Temporal Patience: Efficient Adaptive Deep Learning for Embedded Radar Data Processing
Sponner, Max, Ott, Julius, Servadei, Lorenzo, Waschneck, Bernd, Wille, Robert, Kumar, Akash
Radar sensors offer power-efficient solutions for always-on smart devices, but processing the data streams on resource-constrained embedded platforms remains challenging. This paper presents novel techniques that leverage the temporal correlation present in streaming radar data to enhance the efficiency of Early Exit Neural Networks for Deep Learning inference on embedded devices. These networks add additional classifier branches between the architecture's hidden layers that allow for an early termination of the inference if their result is deemed sufficient enough by an at-runtime decision mechanism. Our methods enable more informed decisions on when to terminate the inference, reducing computational costs while maintaining a minimal loss of accuracy. Our results demonstrate that our techniques save up to 26% of operations per inference over a Single Exit Network and 12% over a confidence-based Early Exit version. Our proposed techniques work on commodity hardware and can be combined with traditional optimizations, making them accessible for resource-constrained embedded platforms commonly used in smart devices. Such efficiency gains enable real-time radar data processing on resource-constrained platforms, allowing for new applications in the context of smart homes, Internet-of-Things, and human-computer interaction.

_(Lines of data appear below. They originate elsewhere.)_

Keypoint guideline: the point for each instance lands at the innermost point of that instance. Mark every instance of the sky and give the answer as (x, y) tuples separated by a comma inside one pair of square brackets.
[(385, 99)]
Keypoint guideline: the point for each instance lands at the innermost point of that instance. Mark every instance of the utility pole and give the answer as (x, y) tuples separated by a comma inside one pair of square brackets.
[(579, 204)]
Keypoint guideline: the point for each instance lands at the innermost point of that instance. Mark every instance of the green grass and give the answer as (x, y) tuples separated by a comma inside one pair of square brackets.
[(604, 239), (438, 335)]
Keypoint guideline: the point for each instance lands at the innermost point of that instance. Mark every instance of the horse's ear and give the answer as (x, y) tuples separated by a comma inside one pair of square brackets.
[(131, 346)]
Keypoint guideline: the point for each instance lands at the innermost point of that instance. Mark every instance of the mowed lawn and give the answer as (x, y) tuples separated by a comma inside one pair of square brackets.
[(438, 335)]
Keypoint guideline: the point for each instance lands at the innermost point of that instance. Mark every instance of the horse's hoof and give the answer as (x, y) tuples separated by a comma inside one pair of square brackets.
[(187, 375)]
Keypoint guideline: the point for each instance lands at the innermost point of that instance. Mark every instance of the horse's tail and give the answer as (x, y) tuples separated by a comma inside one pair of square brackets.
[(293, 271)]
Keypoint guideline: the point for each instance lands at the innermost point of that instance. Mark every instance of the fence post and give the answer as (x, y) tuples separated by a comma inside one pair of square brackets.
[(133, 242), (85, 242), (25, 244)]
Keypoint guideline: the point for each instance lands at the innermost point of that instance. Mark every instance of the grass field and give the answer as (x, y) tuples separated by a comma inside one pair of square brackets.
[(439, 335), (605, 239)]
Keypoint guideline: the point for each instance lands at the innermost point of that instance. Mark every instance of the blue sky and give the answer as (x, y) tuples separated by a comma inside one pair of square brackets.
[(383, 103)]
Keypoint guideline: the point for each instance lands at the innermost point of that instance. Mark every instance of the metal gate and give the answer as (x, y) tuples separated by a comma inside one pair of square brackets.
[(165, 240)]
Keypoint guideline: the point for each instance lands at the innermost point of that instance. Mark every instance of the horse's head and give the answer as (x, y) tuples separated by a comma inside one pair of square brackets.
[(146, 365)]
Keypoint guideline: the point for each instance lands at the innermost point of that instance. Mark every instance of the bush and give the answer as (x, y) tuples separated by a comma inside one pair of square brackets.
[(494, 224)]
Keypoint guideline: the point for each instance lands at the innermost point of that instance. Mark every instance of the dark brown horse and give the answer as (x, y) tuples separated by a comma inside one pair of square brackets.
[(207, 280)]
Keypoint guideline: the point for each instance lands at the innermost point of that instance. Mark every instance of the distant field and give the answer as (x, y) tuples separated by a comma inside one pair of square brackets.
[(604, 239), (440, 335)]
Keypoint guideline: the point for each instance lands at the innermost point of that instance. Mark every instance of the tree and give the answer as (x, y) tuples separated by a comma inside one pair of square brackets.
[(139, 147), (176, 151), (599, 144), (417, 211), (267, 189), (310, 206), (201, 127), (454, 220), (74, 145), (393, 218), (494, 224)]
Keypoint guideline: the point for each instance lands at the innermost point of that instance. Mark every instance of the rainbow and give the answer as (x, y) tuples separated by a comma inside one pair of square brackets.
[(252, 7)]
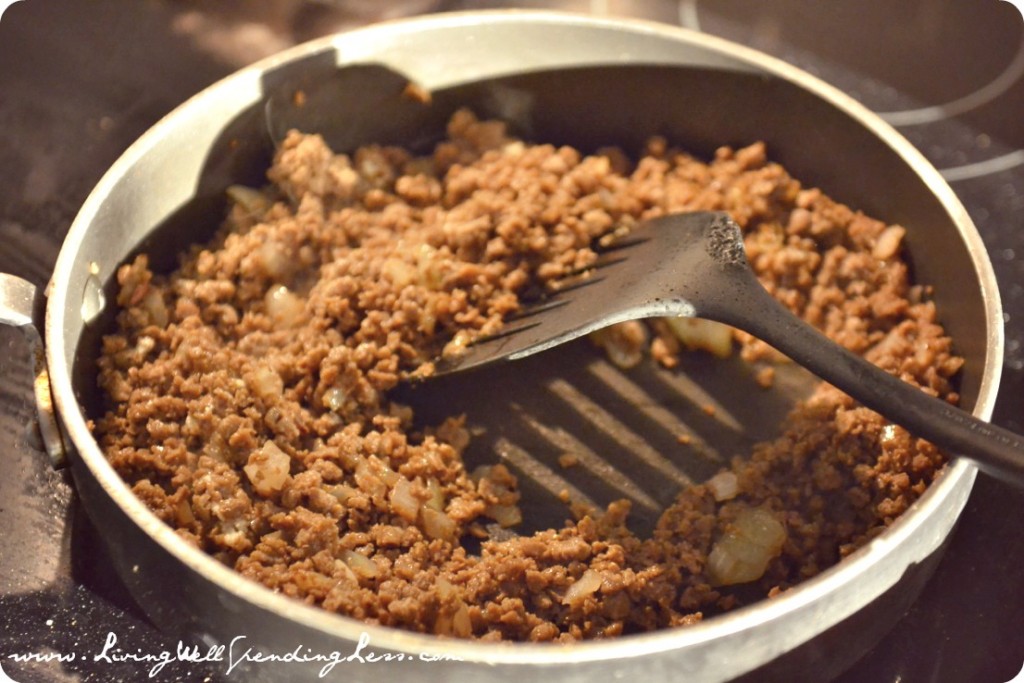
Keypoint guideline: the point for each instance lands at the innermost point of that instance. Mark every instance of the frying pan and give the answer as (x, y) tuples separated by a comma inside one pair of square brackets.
[(557, 78)]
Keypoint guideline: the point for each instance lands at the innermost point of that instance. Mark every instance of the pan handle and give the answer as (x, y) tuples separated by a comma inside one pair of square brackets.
[(22, 305)]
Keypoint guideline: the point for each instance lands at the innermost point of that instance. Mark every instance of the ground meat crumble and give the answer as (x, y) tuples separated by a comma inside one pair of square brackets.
[(248, 390)]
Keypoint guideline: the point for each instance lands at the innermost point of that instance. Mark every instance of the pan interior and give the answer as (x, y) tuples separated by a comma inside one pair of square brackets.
[(639, 434)]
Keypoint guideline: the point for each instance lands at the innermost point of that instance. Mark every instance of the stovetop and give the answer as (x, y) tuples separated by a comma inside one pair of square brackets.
[(80, 81)]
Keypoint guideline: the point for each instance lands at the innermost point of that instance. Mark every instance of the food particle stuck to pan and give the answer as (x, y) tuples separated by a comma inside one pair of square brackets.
[(248, 391)]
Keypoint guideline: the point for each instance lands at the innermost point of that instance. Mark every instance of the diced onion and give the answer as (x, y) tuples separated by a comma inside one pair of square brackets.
[(360, 564), (723, 485), (403, 502), (697, 333), (586, 585), (267, 469), (742, 554)]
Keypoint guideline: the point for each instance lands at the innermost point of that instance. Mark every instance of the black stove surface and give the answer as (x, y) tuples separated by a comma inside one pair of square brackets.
[(80, 81)]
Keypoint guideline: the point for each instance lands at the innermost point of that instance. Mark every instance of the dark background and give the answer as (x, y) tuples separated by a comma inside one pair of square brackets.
[(81, 80)]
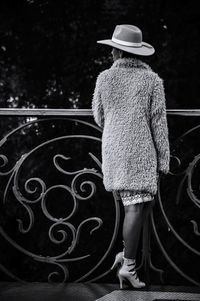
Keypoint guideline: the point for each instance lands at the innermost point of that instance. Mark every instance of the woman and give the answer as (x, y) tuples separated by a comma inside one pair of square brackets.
[(129, 104)]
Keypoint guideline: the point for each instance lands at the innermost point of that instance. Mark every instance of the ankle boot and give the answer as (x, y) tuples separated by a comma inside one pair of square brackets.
[(128, 273)]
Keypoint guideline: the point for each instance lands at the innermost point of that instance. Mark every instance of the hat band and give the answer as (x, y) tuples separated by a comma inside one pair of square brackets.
[(124, 43)]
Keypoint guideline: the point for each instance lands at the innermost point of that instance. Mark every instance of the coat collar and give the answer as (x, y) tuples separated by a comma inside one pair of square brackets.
[(130, 63)]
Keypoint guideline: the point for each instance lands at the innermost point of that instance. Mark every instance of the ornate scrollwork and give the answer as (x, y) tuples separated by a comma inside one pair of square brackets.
[(35, 191)]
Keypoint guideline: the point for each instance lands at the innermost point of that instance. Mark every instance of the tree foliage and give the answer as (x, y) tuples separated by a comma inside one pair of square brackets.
[(49, 56)]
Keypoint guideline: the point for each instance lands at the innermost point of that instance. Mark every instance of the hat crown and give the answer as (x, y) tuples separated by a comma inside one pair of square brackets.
[(128, 34)]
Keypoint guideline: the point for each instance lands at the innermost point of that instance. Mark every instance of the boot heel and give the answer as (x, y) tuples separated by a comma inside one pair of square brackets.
[(121, 279), (118, 260)]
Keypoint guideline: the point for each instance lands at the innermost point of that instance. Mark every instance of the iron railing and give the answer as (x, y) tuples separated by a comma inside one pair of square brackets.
[(43, 160)]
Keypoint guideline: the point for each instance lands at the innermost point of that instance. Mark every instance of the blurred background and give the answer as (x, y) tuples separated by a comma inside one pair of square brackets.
[(49, 57)]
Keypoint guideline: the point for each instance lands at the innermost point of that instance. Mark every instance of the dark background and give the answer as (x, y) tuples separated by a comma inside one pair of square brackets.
[(49, 56)]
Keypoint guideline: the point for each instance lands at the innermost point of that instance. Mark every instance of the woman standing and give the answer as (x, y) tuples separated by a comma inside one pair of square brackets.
[(129, 104)]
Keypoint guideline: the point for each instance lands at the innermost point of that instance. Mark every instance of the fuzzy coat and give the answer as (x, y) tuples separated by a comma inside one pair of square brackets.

Multi-Task Cross-Modality Attention-Fusion for 2D Object Detection
Sun, Huawei, Feng, Hao, Stettinger, Georg, Servadei, Lorenzo, Wille, Robert
Accurate and robust object detection is critical for autonomous driving. Image-based detectors face difficulties caused by low visibility in adverse weather conditions. Thus, radar-camera fusion is of particular interest but presents challenges in optimally fusing heterogeneous data sources. To approach this issue, we propose two new radar preprocessing techniques to better align radar and camera data. In addition, we introduce a Multi-Task Cross-Modality Attention-Fusion Network (MCAF-Net) for object detection, which includes two new fusion blocks. These allow for exploiting information from the feature maps more comprehensively. The proposed algorithm jointly detects objects and segments free space, which guides the model to focus on the more relevant part of the scene, namely, the occupied space. Our approach outperforms current state-of-the-art radar-camera fusion-based object detectors in the nuScenes dataset and achieves more robust results in adverse weather conditions and nighttime scenarios.